Pour la deuxième fois en moins d’un mois, les PDG de Facebook et Twitter ont dû répondre aux questions des sénateurs américains sur la gestion de la désinformation par leurs plateformes pendant l’élection présidentielle. Pendant cinq heures, Mark Zuckerberg et Jack Dorsey ont subi les assauts des Républicains, qui s’estiment injustement censurés sur leurs réseaux sociaux.

L’audition, qui s’est tenue deux semaines après l’élection, avait été réclamée par les sénateurs républicains suite au blocage par Twitter et Facebook d’un article controversé du New York Post sur Hunter Biden, le fils du président élu Joe Biden. Ils les accusent d’avoir fait preuve d’un biais politique envers les Démocrates, en limitant la diffusion d’un article dommageable pour Joe Biden publié par le New York Post.

Suite à l’élection, des messages de Donald Trump et ses soutiens, qui refusent de concéder la victoire de Joe Biden, se sont vus flanqués d’un avertissement. En tout, 300 000 tweets ont été épinglés par Twitter. Et Facebook a supprimé le groupe Stop the steal, qui réunissait des utilisateurs remettant en cause le résultat de l’élection.

Cela a ravivé les critiques des Républicains, qui y voient la preuve d’une préférence pour Joe Biden de ces entreprises issue de la très démocrate Silicon Valley. Questionné par la sénatrice républicaine Joni Ernst sur les préférences idéologiques de ses employés, Mark Zuckerberg a ironisé en répondant que le télétravail dû au Covid-19 va lui permettre d’employer des profils plus divers.

Mais les Démocrates, qui avaient été prompts à dénoncer une mascarade lors de l’audition d’octobre, ont également fait part de leur inquiétude concernant la prolifération de fausses informations et de discours de haine sur ces plateformes. Le sénateur Christopher Coons a notamment envoyé une lettre cosignée par une douzaine de ses collègues, où il demande au PDG de Facebook de limiter la haine contre les musulmans sur sa plateforme.

Encadrer la modération

Le cœur du débat est une loi de 1996, la Section 230 du Communications Decency Act. Elle exempte les plateformes de toute responsabilité juridique sur les contenus qui y sont partagés, et les laisse libres de modérer ces derniers comme ils l’entendent. Les Démocrates comme les Républicains veulent réformer ce texte, mais pas de la même manière.

Les Républicains estiment qu’il investit les réseaux sociaux d’un trop grand pouvoir en les laissant choisir qui y a droit de cité. «Nous permettons à des entreprises privées, devenues de fait des forums publics, de réguler la parole, s’est indigné le sénateur républicain John Cornyn. Je n’ai pas plus envie de vous déléguer ces décisions que je ne voudrais vous laisser voter à ma place

Les Démocrates pensent au contraire qu’il faudrait contraindre Facebook et Twitter à combattre plus agressivement la désinformation et les discours de haine qui y sont échangés. En face, les plateformes mettent en garde contre un cadre juridique trop contraignant, dont ils estiment qu’il porterait atteinte à la liberté d’expression de leurs utilisateurs.

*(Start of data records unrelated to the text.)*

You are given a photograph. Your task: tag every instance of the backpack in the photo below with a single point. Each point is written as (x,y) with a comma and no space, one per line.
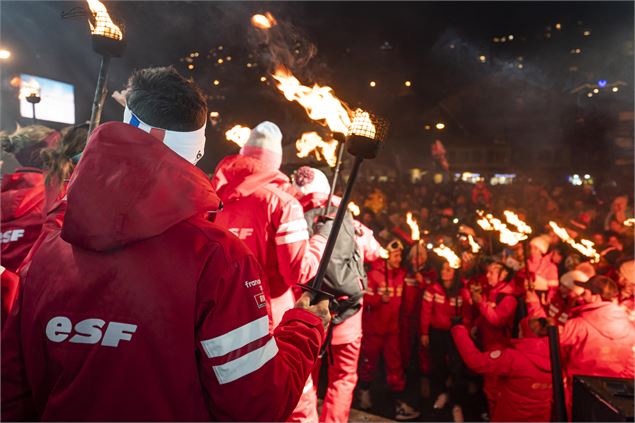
(345,275)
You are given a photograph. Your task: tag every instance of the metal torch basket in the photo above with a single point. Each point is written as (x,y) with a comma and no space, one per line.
(366,134)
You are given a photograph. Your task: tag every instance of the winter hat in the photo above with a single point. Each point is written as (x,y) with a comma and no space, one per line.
(265,144)
(309,180)
(542,243)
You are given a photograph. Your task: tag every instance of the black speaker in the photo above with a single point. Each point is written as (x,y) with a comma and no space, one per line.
(602,399)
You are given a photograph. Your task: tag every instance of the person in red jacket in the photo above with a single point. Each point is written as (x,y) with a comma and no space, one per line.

«Nos règles ne sont basées sur aucune idéologie, a insisté Jack Dorsey. Nous croyons fermement dans l’impartialité et nous appliquons les règles de Twitter équitablement.» Le PDG de Twitter n’est cependant pas imperméable à une réforme de la Section 230. Parmi ses suggestions, plus de transparence sur le processus de modération, la possibilité pour les utilisateurs de faire facilement appel des décisions des modérateurs mais aussi un encadrement des recommandations algorithmique. Le patron de Facebook Mark Zuckerberg a également réclamé une clarification des lois qui encadrent les plateformes.

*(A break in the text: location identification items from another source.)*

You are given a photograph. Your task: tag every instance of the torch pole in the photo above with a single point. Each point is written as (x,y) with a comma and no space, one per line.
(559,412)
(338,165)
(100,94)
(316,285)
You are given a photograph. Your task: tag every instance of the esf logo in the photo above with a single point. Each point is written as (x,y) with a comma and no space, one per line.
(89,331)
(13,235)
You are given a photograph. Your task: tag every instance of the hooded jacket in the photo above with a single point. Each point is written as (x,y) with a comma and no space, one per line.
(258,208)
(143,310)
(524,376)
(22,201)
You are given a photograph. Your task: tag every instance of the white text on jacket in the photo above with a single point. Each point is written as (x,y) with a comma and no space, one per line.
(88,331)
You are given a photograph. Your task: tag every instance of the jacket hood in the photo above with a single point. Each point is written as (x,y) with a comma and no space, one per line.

Les questions des sénateurs ne se sont pas limitées au cadre prévu par l’audition. Les risques d’addiction aux réseaux sociaux ont ainsi été abordés par le sénateur républicain Lindsey Graham, qui a notamment recommandé à Mark Zuckerberg et Jack Dorsey le visionnage du documentaire Netflix Derrière nos écrans de fumée . L’usage des données personnelles des utilisateurs à des fins électorales, une question sensible depuis le scandale Cambridge Analytica, a également été questionné par les sénateurs démocrates.